A baby's needs can be satisfied without great expense. The average household is an Aladdin's cave of interest and delight to the innocent eye. Toys involve expense, and some are very expensive indeed. Buying toys therefore needs careful thought. A baby's interest in the toy is going to be very different from an adult's appreciation of it.
A toy is to a small child, not itself, but a 'possibility' - an object to be examined to its last element, to be figuratively and often literally 'taken to pieces' until every aspect has been explored for its interest and fun. There is no point in giving a child a toy which does not allow this or where the adult disapproves. In that case for adult and child there is only disappointment and anger.
The person giving a toy has to remember that the child cannot be grateful: he has not the thinking capacity to be so. He has no understanding of 'value' in any term: cheap or expensive, toys are all the same. The value of the toy will be judged in respect of its possibilities for exploration and gratification.
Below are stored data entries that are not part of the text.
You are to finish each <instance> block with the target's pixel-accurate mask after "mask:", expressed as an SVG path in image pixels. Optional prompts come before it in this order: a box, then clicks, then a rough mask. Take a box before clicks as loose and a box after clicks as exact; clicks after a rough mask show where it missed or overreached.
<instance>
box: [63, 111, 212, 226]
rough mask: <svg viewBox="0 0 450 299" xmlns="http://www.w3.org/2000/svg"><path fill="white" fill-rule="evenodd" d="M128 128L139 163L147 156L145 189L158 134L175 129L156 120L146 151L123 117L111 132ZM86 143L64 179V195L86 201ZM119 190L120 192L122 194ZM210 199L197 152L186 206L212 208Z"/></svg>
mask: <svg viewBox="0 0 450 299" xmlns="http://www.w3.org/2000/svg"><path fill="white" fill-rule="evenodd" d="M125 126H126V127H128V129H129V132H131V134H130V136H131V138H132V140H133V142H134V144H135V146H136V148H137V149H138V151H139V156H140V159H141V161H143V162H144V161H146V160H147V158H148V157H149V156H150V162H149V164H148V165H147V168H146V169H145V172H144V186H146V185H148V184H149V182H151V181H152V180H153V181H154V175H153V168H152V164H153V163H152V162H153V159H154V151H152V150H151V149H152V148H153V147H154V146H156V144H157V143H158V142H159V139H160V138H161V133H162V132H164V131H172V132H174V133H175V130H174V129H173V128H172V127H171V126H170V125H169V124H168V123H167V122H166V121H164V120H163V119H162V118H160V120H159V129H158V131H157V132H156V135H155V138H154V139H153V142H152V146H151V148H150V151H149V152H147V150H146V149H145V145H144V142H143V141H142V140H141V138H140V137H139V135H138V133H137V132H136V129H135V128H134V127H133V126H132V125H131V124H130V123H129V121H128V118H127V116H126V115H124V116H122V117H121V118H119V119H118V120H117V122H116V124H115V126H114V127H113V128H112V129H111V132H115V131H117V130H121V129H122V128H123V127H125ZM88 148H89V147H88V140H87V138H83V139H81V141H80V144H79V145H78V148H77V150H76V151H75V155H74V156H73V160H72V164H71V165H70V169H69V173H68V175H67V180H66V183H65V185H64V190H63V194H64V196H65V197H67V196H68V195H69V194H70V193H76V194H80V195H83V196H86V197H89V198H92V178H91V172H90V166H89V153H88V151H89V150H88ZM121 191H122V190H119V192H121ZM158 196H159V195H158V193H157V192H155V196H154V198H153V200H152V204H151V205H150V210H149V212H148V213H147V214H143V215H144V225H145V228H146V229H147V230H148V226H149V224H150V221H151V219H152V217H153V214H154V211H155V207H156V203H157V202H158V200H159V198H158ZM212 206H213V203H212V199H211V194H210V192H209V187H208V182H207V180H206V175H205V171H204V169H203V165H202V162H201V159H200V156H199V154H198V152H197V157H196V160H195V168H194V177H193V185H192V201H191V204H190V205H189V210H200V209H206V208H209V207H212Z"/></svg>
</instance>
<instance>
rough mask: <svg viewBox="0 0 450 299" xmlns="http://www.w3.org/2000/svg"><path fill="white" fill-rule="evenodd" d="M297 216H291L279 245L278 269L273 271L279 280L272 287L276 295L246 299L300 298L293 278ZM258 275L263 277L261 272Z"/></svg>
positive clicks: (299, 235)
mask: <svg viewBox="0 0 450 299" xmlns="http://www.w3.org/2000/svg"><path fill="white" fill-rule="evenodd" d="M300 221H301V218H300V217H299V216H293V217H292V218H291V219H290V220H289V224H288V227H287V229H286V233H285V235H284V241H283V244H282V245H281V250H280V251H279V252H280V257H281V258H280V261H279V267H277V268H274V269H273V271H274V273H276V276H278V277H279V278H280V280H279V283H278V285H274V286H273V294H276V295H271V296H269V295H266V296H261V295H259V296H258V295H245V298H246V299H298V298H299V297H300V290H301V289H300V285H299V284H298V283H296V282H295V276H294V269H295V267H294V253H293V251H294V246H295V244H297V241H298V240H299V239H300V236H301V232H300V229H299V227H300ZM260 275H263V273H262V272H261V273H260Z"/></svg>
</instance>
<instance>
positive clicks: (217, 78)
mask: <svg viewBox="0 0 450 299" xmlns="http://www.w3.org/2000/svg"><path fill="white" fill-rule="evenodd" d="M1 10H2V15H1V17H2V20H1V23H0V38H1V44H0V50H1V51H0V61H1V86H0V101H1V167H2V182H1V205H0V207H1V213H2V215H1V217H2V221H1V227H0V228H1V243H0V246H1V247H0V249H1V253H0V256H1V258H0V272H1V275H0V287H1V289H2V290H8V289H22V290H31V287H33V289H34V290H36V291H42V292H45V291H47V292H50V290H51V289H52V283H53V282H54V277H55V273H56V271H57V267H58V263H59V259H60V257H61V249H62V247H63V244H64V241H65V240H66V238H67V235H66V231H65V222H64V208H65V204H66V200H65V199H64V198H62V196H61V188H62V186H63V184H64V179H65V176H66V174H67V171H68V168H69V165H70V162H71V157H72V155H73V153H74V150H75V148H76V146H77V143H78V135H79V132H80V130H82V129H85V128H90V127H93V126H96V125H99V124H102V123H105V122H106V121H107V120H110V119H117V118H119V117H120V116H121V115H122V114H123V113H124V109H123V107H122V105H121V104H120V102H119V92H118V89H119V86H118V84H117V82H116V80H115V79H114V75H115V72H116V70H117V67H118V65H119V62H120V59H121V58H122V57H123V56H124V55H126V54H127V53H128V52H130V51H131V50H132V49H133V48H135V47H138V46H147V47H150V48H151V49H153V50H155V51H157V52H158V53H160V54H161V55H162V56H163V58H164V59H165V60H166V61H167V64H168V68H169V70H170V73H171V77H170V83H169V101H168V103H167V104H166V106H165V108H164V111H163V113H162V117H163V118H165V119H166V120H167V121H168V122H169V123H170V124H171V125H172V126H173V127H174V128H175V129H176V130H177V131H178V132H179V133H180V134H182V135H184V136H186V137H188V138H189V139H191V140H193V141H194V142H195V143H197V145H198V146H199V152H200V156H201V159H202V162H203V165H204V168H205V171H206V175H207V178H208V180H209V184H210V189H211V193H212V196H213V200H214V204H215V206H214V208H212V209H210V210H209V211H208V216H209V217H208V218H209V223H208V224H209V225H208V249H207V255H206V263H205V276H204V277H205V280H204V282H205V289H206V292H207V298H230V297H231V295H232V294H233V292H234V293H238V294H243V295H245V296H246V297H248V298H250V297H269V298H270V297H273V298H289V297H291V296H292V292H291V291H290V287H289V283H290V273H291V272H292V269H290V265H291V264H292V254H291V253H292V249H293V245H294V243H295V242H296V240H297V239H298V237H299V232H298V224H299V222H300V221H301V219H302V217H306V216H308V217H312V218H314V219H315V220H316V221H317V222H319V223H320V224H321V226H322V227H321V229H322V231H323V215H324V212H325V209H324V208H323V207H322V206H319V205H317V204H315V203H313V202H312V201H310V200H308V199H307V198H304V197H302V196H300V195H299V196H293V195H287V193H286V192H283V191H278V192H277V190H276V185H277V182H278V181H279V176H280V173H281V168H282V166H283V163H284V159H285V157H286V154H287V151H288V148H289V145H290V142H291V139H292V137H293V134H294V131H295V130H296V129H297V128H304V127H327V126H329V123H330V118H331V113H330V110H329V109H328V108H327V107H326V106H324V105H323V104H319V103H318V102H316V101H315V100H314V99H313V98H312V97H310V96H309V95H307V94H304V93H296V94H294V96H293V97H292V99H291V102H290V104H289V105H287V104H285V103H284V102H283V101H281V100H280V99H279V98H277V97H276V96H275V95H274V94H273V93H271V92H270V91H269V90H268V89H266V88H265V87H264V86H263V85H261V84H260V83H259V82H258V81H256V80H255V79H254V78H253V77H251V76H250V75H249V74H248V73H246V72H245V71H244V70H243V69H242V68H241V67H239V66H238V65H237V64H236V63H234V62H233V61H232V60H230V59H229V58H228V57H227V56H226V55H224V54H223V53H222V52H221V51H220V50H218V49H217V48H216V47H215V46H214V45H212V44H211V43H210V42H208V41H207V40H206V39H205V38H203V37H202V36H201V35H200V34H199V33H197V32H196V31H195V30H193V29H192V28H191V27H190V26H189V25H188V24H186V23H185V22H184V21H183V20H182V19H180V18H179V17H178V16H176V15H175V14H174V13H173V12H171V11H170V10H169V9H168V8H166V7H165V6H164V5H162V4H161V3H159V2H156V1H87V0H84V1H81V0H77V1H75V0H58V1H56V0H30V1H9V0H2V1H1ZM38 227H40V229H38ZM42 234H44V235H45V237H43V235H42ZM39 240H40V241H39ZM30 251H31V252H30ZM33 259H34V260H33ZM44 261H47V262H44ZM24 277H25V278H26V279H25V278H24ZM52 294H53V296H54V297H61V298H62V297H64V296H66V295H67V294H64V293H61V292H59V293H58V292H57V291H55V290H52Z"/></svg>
It was once assumed that children should be offered only the plainest of objects in the believe that they would therefore be encouraged to use their imagination. Whilst there is, of course, great value in allowing for and encouraging the imagination through symbolic play, there is also an important place for the complex.
Children may love the simplicity of the plain shape, the outline, but they are also fascinated by the intricate and by detail : this is apparent even in the response of young babies to different kinds of rattles. Toys that are modifiable - transformable into new shapes, capable of different uses - are more fun than toys that are just themselves. Building blocks or construction shapes offer more than ready-made objects; things that take apart are more fun than those that do not.
If the child, through the exercising of his natural desires, encounters disapproval and anger, he will experience confusion. He will be learning that exploration, the following of natural interests and delights means an angry adult. Curiosity and a zest for life will become associated with apprehension and loss of favor. The consequences for future learning and future relationships are not hard to foresee. If, on the other hand, the child's discoveries are complemented by the adult's delight, then discovery becomes a human joy, a means of experiencing 'shared adventures'. It makes sense to protect such experiences.